Eduardo Gongora, 36 anos, trabalha na unidade de emergência e acaba de assinar um novo contrato de um ano. "O mais gratificante é trabalhar com os nossos colegas calabreses. Têm uma simpatia semelhante à dos cubanos e têm sido muito acolhedores", afirmou.
Os médicos cubanos foram igualmente acolhidos pelos habitantes de Polistena, que aproveitam o tempo livre para ir ao ginásio, fazer caminhadas nas montanhas ou desabafar no bar de karaoke.
"Alguns de nós gostamos de cantar um pouco", disse Saidy Gallegos Pérez, fisiatra (medicina de reabilitação) que optou por passar mais um ano na cidade.

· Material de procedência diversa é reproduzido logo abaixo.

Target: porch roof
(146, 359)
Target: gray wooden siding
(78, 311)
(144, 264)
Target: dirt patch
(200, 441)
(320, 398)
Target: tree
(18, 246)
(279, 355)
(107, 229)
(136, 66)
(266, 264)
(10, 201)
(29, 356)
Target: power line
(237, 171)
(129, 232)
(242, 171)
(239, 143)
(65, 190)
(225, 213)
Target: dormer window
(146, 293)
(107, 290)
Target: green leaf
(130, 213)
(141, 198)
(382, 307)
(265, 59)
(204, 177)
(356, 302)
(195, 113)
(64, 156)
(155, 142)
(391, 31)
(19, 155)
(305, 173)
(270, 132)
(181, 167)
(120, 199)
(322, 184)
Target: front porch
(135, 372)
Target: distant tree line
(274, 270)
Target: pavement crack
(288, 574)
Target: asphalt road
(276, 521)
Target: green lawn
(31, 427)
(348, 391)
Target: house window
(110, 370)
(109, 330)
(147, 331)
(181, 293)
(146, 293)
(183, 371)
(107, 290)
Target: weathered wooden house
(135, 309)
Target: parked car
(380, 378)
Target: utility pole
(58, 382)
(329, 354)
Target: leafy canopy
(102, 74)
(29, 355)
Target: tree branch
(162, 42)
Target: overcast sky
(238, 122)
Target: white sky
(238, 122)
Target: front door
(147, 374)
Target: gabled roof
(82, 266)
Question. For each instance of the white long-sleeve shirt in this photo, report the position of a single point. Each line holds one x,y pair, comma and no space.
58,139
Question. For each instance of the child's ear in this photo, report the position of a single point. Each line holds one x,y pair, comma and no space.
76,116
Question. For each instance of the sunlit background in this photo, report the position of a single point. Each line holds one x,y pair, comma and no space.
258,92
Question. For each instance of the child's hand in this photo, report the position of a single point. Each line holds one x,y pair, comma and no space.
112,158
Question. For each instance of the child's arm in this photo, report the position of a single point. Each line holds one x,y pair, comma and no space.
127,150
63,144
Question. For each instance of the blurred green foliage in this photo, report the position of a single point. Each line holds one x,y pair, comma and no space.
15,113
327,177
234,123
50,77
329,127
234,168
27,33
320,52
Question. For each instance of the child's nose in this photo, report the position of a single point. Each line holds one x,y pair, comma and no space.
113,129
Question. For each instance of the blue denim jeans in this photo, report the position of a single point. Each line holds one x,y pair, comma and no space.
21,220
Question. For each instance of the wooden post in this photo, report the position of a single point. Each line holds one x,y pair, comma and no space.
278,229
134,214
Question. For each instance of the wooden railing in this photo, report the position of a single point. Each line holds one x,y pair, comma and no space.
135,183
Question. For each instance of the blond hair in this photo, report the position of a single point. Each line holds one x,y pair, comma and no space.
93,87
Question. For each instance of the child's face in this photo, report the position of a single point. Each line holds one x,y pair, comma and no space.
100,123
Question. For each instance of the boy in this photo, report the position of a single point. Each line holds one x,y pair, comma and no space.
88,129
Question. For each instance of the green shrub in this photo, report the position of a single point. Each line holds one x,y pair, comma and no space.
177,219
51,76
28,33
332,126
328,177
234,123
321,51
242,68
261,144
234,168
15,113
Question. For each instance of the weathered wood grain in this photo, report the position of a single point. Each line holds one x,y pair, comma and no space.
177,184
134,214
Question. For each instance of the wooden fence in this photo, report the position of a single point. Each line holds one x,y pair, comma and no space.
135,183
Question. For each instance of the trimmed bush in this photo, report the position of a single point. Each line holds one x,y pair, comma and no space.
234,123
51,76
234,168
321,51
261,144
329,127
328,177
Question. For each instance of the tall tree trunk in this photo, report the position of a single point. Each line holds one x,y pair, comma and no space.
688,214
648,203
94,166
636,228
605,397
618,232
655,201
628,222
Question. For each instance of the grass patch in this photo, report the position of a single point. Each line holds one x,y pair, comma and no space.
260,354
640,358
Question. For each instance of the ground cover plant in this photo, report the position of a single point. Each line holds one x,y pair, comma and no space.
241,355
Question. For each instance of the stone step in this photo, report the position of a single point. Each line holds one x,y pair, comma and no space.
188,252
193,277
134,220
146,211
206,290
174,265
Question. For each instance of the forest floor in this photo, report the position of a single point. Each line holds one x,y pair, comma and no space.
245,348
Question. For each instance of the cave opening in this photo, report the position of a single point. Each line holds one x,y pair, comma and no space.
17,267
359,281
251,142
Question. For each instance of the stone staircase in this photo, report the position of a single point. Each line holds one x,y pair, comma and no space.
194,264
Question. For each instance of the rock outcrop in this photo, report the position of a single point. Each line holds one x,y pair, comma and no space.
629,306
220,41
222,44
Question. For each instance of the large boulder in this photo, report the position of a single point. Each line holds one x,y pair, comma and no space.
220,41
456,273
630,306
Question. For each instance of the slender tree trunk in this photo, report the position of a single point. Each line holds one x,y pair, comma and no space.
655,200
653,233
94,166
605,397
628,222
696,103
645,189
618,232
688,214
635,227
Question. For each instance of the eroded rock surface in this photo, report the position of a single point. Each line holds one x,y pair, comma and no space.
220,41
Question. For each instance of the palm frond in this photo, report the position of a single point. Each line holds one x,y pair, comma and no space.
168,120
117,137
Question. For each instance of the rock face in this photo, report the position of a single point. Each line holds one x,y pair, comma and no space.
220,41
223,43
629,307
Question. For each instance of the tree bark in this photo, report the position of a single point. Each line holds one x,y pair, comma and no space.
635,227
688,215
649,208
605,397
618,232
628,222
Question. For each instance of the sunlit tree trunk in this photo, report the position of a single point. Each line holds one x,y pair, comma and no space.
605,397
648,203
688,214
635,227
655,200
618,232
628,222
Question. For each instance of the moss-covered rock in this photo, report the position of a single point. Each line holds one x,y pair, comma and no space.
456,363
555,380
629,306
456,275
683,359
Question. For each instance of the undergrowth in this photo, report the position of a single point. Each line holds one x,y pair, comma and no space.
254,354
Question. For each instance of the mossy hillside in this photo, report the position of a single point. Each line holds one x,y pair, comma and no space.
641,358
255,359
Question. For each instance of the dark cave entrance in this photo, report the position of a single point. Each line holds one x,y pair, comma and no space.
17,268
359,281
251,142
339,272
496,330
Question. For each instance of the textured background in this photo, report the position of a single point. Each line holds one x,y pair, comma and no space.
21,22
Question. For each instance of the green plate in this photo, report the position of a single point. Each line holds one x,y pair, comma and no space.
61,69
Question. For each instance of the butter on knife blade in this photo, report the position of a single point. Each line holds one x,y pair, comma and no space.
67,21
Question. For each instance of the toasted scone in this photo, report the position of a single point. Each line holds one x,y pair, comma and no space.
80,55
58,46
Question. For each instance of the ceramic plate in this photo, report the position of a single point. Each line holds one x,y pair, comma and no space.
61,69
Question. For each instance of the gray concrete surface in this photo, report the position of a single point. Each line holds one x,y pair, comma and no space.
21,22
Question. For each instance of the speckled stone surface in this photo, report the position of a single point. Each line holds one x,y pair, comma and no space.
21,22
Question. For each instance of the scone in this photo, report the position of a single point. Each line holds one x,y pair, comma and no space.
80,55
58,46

Roberto Occhiuto, o presidente de direita da região da Calábria, foi criticado quando abordou pela primeira vez a ideia de chamar reforços cubanos. "Mas a experiência foi positiva", disse. "Não sou eu que o digo, mas os médicos italianos que estão a trabalhar com os cubanos e os doentes calabreses.
"Eu sabia que a medicina cubana era uma das melhores do mundo e hoje as mesmas pessoas que me criticaram pedem mais medicina caribenha."
Mas para Liotta, que ainda se preocupa com a possibilidade de preencher os turnos do hospital com um número adequado de funcionários, é necessária uma cura a longo prazo.
"Não há pessoas suficientes a entrar no sistema público", afirma. "Olho para os jovens e eles estão bem preparados, mas estão exaustos. Os cubanos ajudaram a reavivar o espírito de equipa, mas preocupa-me o que acontecerá depois de 2025."